5 Pro Tips for Leading Your Peers

5 Pro Tips for Leading Your Peers

We all happen to know the term “Peer Pressure” either way, picked up from our college days or workplace. Leading your peers is indeed a gem skill that comes cleaner when the days gradually pass by and you tend to get less comfortable with yourself. It is time to accept the fact that despite having obvious fear of being judged, we need to create our path anyways which has 80% to do with people and the rest 20% to do with your solitude.

Here I am with another blog on 5 pro tips for leading your peers. So tighten up your mindset belt and make a confident lift sure after reading this!

5 Pro Tips for Leading Your Peers

For leading your peers like a pro, you need to understand certain tips that is easily available on the internet, but hard to shape down into action format. My tips are genuine, and a bit old school but aren’t sluggish if you commit to them properly.

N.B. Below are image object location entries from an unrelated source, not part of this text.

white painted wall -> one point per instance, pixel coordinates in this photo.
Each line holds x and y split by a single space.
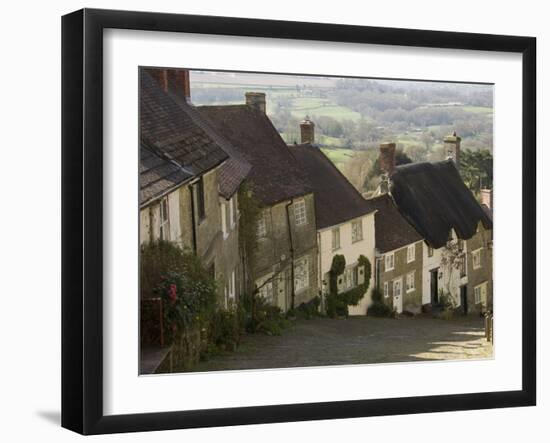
149 220
446 277
351 252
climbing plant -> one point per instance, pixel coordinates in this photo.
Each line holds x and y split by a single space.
338 304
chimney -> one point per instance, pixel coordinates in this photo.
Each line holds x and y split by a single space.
173 80
307 130
178 82
452 148
486 197
256 100
387 158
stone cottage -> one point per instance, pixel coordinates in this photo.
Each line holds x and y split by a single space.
344 219
283 266
399 258
188 182
456 230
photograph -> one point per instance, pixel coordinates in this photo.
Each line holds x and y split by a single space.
292 221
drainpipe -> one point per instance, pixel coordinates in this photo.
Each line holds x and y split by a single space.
194 229
292 292
320 272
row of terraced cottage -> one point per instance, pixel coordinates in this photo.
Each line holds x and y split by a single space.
424 232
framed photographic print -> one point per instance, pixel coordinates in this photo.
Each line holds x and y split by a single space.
271 221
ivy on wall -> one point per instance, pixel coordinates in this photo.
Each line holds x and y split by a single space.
338 303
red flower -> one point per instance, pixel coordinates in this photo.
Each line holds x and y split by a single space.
173 293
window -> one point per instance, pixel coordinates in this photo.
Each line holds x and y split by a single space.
261 228
301 274
462 265
335 239
356 231
389 262
397 288
201 210
476 258
224 219
232 213
232 286
411 252
410 282
300 213
350 278
480 294
266 290
164 220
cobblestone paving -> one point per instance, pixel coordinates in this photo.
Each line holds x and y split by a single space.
360 340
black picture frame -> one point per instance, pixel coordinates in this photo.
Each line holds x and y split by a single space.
82 215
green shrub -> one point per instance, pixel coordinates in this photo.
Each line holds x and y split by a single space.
261 316
188 292
377 295
337 305
307 310
380 309
224 331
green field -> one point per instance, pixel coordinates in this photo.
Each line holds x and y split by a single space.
339 156
321 107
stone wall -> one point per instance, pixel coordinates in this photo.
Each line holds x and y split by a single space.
273 255
482 239
412 301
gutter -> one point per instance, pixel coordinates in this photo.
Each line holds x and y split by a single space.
193 218
292 292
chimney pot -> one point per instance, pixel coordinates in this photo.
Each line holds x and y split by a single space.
452 148
387 158
256 100
307 131
486 196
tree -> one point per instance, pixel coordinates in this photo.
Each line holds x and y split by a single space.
476 168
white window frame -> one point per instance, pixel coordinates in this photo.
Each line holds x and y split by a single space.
266 291
477 295
387 260
232 286
336 235
480 294
476 258
356 231
398 283
224 220
164 223
232 222
409 282
261 227
411 253
300 215
301 274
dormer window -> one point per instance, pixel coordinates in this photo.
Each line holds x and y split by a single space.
300 217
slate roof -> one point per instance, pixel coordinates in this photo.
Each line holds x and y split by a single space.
173 131
392 230
158 175
434 199
336 200
274 175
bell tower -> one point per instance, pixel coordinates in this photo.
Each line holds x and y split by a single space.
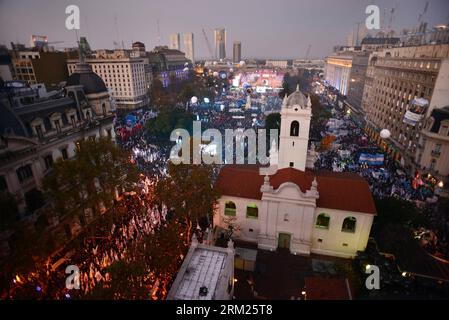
295 125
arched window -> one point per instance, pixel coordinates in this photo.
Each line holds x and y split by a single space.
294 128
252 211
349 224
230 208
322 221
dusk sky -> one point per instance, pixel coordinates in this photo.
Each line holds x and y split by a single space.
281 28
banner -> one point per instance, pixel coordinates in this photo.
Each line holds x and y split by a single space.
376 159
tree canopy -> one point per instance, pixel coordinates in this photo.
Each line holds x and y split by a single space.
189 191
168 120
91 177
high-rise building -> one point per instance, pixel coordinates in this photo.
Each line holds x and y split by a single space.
139 49
168 64
337 70
237 52
175 41
35 67
125 76
220 43
189 46
406 84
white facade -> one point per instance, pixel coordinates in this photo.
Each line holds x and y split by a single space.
289 211
293 208
126 79
294 135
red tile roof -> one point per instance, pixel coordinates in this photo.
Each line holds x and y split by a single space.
318 288
337 190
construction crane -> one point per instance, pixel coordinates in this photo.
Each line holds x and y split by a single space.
308 52
209 47
421 15
390 22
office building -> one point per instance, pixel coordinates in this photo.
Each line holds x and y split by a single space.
175 41
189 47
125 76
36 67
168 64
220 43
406 84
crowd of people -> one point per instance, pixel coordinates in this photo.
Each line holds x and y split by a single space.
386 178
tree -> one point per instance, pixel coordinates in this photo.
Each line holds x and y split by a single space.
189 191
91 178
393 211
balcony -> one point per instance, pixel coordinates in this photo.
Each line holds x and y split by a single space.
435 153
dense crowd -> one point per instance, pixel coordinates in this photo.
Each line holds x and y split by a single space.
386 179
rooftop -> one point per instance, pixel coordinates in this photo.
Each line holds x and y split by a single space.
337 190
201 272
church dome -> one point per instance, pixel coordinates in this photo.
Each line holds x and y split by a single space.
297 98
84 76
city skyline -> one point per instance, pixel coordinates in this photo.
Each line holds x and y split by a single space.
285 35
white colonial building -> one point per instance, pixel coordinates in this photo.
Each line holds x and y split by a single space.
292 206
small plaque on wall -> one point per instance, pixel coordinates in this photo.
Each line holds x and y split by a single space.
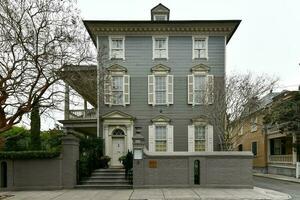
152 163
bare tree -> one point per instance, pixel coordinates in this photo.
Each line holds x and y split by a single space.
231 98
37 39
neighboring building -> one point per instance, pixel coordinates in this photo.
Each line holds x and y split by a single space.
162 74
272 147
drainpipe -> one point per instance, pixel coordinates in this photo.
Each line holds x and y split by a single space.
67 101
98 90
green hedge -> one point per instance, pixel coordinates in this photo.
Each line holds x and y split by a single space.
23 155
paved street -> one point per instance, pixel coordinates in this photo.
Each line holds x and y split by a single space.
153 194
282 186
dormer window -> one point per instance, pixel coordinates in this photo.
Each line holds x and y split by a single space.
116 47
160 17
160 13
200 50
160 47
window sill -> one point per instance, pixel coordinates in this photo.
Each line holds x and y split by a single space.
200 58
117 58
160 59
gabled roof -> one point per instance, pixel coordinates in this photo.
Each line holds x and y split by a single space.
200 68
117 115
117 68
174 27
161 118
160 9
160 67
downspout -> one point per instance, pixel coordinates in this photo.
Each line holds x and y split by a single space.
98 90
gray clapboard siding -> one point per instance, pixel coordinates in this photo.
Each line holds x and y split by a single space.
138 61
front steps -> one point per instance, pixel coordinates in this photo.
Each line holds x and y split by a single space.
112 178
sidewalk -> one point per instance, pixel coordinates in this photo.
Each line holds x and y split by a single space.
147 194
278 177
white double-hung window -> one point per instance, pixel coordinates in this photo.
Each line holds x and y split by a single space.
160 138
160 47
200 86
160 86
200 47
161 90
160 135
117 86
117 90
117 47
199 89
200 136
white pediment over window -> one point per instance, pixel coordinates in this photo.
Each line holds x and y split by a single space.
201 119
117 68
160 68
117 115
200 68
160 118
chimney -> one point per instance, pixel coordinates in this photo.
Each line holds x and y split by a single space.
160 13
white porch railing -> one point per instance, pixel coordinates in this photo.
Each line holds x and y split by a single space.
281 159
82 114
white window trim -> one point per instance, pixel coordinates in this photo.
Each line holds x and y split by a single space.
253 124
209 136
206 41
169 101
241 131
193 75
110 46
169 137
124 103
160 15
153 46
112 90
256 147
194 91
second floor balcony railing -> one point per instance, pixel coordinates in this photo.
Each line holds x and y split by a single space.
82 114
277 127
280 159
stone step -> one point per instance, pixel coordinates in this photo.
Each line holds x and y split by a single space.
107 173
104 182
110 170
103 186
105 177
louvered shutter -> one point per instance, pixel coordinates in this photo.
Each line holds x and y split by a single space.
151 133
107 89
151 89
191 89
170 138
126 87
209 138
210 89
191 138
170 89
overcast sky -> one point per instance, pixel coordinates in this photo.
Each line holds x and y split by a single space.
267 40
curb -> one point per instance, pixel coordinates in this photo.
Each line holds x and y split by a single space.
289 179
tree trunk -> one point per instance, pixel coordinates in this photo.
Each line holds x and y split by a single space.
35 128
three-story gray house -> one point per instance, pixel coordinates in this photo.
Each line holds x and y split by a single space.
162 75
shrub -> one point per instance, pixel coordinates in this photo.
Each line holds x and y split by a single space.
23 155
18 139
127 161
103 161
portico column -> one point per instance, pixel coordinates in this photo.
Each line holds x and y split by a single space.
294 150
85 108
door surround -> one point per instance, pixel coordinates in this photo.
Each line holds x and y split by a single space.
113 121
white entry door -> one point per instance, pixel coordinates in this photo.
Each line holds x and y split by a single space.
118 150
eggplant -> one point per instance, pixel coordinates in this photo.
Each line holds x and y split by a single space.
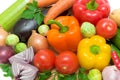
23 28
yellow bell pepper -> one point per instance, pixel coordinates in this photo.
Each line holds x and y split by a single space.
94 53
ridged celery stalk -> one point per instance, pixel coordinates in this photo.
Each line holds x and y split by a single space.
12 14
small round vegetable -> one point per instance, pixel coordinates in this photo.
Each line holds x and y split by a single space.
44 60
87 29
19 47
66 62
107 28
5 53
43 29
37 41
12 39
94 74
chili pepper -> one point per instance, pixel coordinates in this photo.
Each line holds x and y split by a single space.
94 53
91 10
115 59
64 34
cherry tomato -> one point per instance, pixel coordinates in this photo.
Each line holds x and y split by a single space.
106 27
44 59
66 62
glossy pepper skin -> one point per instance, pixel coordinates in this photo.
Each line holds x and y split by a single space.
91 10
94 53
66 36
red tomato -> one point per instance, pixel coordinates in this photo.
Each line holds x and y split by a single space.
106 27
44 59
66 62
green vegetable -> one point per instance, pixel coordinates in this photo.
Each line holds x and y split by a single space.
94 74
20 47
12 14
12 39
7 69
114 48
33 12
116 39
87 29
43 29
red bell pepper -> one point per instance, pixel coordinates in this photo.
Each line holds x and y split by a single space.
91 10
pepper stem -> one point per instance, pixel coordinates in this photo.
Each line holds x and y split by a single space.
63 28
92 5
95 49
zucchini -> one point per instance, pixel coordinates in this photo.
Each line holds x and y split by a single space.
12 14
116 39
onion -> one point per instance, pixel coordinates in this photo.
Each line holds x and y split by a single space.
3 35
37 41
5 53
23 71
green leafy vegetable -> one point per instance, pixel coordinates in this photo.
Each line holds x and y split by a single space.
7 69
82 75
33 12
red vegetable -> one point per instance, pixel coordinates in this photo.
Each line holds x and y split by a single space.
66 62
91 10
116 59
44 59
106 27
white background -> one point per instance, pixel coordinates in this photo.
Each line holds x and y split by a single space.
4 4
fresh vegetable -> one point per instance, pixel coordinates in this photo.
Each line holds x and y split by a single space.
91 10
116 59
23 71
5 53
3 35
19 47
114 48
37 41
45 3
12 14
44 60
12 39
94 53
23 28
6 68
106 27
114 15
25 56
87 29
116 39
43 29
33 12
94 74
59 7
66 33
66 62
111 73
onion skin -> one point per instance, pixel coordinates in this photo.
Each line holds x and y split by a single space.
37 41
3 35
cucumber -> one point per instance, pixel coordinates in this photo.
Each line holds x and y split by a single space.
116 39
12 14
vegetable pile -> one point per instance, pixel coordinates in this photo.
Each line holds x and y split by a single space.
60 40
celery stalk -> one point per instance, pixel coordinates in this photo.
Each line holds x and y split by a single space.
12 14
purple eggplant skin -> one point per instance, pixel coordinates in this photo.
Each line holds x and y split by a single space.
23 28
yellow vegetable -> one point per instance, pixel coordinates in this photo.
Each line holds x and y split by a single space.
94 53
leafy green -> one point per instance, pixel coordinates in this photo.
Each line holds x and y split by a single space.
82 75
33 12
7 69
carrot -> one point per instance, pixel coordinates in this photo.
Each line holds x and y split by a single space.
44 3
57 9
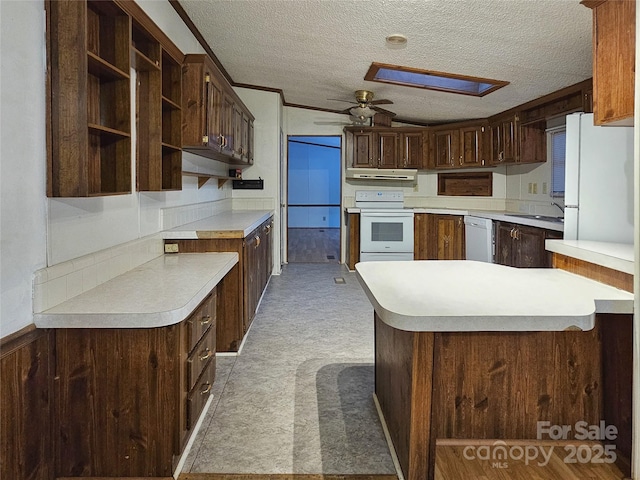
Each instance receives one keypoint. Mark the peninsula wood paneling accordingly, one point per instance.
(404, 393)
(420, 236)
(353, 242)
(26, 406)
(230, 304)
(499, 385)
(113, 423)
(615, 278)
(617, 380)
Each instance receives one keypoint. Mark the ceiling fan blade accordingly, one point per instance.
(382, 101)
(341, 100)
(383, 111)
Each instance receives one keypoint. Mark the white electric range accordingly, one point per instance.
(386, 227)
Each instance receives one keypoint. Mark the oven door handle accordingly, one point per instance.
(388, 215)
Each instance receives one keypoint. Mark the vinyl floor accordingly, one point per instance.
(313, 245)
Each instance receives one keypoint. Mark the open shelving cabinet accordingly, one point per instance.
(90, 99)
(158, 110)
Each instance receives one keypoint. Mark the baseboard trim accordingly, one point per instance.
(282, 476)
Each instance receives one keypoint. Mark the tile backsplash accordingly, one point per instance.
(175, 216)
(58, 283)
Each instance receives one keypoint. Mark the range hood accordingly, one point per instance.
(381, 174)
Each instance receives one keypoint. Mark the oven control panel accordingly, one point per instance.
(380, 196)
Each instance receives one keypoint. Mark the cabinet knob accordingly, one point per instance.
(207, 388)
(205, 354)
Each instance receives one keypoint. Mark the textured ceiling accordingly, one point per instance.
(314, 50)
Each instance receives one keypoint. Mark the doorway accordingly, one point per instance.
(313, 199)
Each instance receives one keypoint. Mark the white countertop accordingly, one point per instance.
(158, 293)
(617, 256)
(458, 296)
(230, 224)
(511, 217)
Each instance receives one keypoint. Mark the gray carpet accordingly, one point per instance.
(299, 397)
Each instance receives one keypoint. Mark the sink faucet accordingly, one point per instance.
(559, 206)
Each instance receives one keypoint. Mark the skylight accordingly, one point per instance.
(444, 82)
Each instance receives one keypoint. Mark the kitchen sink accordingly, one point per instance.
(544, 218)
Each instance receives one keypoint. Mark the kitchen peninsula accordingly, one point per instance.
(470, 350)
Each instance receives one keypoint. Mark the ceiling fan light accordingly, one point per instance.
(362, 113)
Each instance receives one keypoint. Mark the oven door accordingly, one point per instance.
(386, 232)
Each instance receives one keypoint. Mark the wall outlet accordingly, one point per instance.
(170, 248)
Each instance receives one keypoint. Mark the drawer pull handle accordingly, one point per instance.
(205, 355)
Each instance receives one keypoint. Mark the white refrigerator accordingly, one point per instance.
(598, 181)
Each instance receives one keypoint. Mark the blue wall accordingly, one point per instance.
(314, 179)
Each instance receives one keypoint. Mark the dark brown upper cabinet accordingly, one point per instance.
(90, 105)
(614, 43)
(157, 62)
(216, 124)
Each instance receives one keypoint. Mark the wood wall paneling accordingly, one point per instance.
(615, 278)
(26, 406)
(102, 405)
(499, 385)
(230, 302)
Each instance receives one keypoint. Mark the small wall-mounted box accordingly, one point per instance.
(248, 184)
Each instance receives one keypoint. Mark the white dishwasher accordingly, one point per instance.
(479, 243)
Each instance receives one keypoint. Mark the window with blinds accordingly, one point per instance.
(556, 140)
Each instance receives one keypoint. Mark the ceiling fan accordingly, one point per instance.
(366, 106)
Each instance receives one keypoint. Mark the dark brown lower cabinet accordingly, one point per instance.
(243, 287)
(127, 399)
(26, 405)
(522, 246)
(499, 385)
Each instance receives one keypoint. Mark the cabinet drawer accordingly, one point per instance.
(204, 352)
(203, 317)
(198, 397)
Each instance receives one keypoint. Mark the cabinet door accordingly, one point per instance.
(471, 146)
(244, 138)
(236, 142)
(251, 277)
(504, 240)
(388, 144)
(250, 143)
(450, 237)
(614, 62)
(444, 148)
(528, 247)
(420, 236)
(411, 145)
(363, 150)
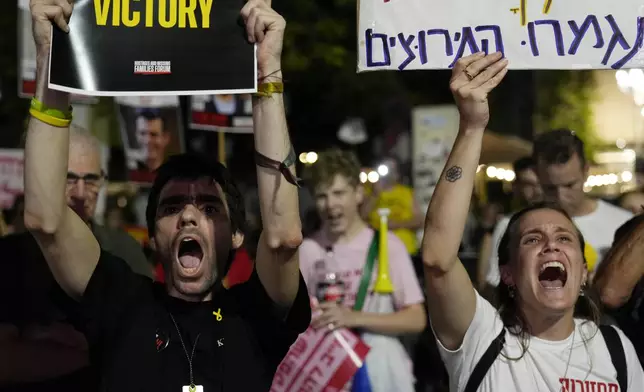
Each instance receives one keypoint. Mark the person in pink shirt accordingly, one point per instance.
(340, 247)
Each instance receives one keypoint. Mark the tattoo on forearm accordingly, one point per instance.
(454, 173)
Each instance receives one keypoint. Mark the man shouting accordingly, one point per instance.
(188, 334)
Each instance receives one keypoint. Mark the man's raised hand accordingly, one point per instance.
(43, 12)
(473, 77)
(265, 27)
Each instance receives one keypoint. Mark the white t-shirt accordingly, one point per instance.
(545, 366)
(598, 229)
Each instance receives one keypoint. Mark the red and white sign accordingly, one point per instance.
(11, 176)
(320, 361)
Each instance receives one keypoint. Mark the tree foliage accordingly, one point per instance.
(564, 100)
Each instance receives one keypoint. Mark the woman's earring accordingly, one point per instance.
(582, 290)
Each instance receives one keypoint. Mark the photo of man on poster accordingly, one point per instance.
(152, 138)
(231, 113)
(151, 131)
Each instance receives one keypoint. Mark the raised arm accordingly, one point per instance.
(451, 298)
(65, 240)
(622, 269)
(277, 258)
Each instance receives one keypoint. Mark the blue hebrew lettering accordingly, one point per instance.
(449, 48)
(369, 38)
(498, 38)
(556, 27)
(639, 42)
(580, 32)
(466, 39)
(406, 44)
(422, 47)
(617, 38)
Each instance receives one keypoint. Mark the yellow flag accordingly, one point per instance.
(591, 257)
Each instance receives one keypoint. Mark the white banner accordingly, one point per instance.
(544, 34)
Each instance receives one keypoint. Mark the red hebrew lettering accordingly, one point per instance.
(299, 347)
(310, 383)
(565, 384)
(328, 357)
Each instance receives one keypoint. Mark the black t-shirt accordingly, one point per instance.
(125, 317)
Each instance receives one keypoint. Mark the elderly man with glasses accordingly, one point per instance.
(39, 350)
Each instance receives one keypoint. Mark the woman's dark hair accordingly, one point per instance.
(192, 167)
(507, 298)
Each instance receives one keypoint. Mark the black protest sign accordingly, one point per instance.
(154, 47)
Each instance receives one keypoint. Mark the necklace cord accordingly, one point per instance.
(185, 350)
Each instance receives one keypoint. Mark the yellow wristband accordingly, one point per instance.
(268, 89)
(40, 107)
(49, 119)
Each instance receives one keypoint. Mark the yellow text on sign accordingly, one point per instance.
(171, 13)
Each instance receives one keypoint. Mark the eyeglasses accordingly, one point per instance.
(91, 180)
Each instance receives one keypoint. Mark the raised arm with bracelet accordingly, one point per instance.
(451, 298)
(277, 260)
(65, 240)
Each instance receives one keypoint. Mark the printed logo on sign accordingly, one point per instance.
(152, 67)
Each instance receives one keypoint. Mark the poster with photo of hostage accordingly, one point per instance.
(223, 113)
(151, 130)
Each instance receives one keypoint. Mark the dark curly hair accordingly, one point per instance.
(558, 146)
(509, 307)
(192, 167)
(330, 163)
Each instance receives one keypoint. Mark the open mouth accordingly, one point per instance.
(335, 218)
(553, 275)
(190, 254)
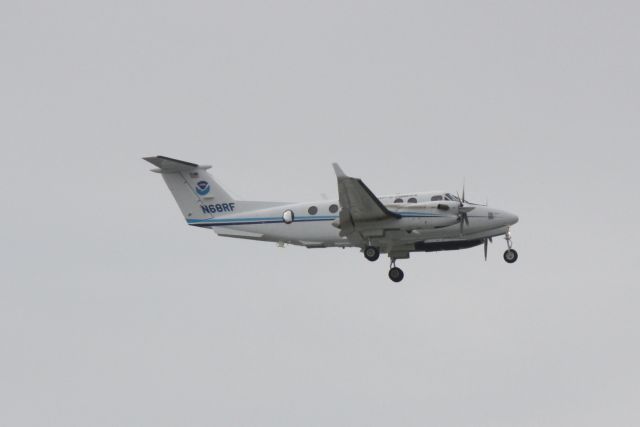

Apply Johari Window Concept

There is always quality communication that works from the word go for handling peers simultaneously rather than disseminating a quantity of information that pursue no value.  And then the Johari window concept raises an alarm in my opinion by its structure worthy to note.

This divides into four main frames that set each different communication significance. The one slide defines your public self, the second defines your private self, the third describes your blind spots and the fourth defines your unconscious self.

Now you may wonder how it matters to your peer leadership virtues. Let me explain each of them as a part of a better and deeper understanding. The first i.e., your public self determines the things that you know, the people with whom you interact daily tend to have knowledge of certain things about you and vice versa in other aspects.

Here acknowledging your public self as soon as possible bids a huge load to your ability to prove something to anybody of your age. Being self-aware of where and what to say or disclose is what will make you go with the flow while leading your peers.

Avoid Pretending

Setting a public image is different than pretending to be someone or say, just perfect. We’re human beings—this I keep on repeating because everywhere you go, if you’re always being a self-critic and over-imitator, I’m sorry to say, but it will be difficult for you to even start over an initial conversation with a group peer. So rule number one. Don’t judge yourself to an extent that goes wrong all of a sudden and rule number two. Don’t have a copy-and-paste personality.

Work with Credibility

Hard work is just the bridge to cross over, but smart work is the last extended portion of the bridge which stresses the amount of accountability you put into your work. An error done by keeping eyes and ears on don’t equal an error done by taking responsibility for the same. Your accountability does half of your job in spattering your leadership ethic into your peers’ mindset. When you act on your goals and results,  the people in your ecosystem automatically tend to trust you more on any and every matter of concern.

Politeness Comes First

People of your age or who are ahead of you in a greater sense of knowledge and skills will appreciate you only if you were humble with them. How you talk to them and how you treat them is the first and last impression of you in their mind, remember that. The only possibility to be polite naturally is to ensure staying grounded with day-to-day engagement (communication + listening) on certain issues of their interests sometimes.

Try Out the Unexpected

Inculcating the same attitude towards every project showing up at your table will eventually bore them. Experiment with how you conduct your team projects every week, make it more free-spirited and interactive so that they might get interested in making their win as your win, as well as the whole company’s win.

To Conclude…

Coming from my personal experience that I had, mastering yourself in leading your peers is not an overnight strategy. There might be times of facing ownership issues with some of your peers, disagreement on several levels of management or while trying to draw the boundary between personal and professional. But in the end, leading your peers is pushing everyone from equal strength.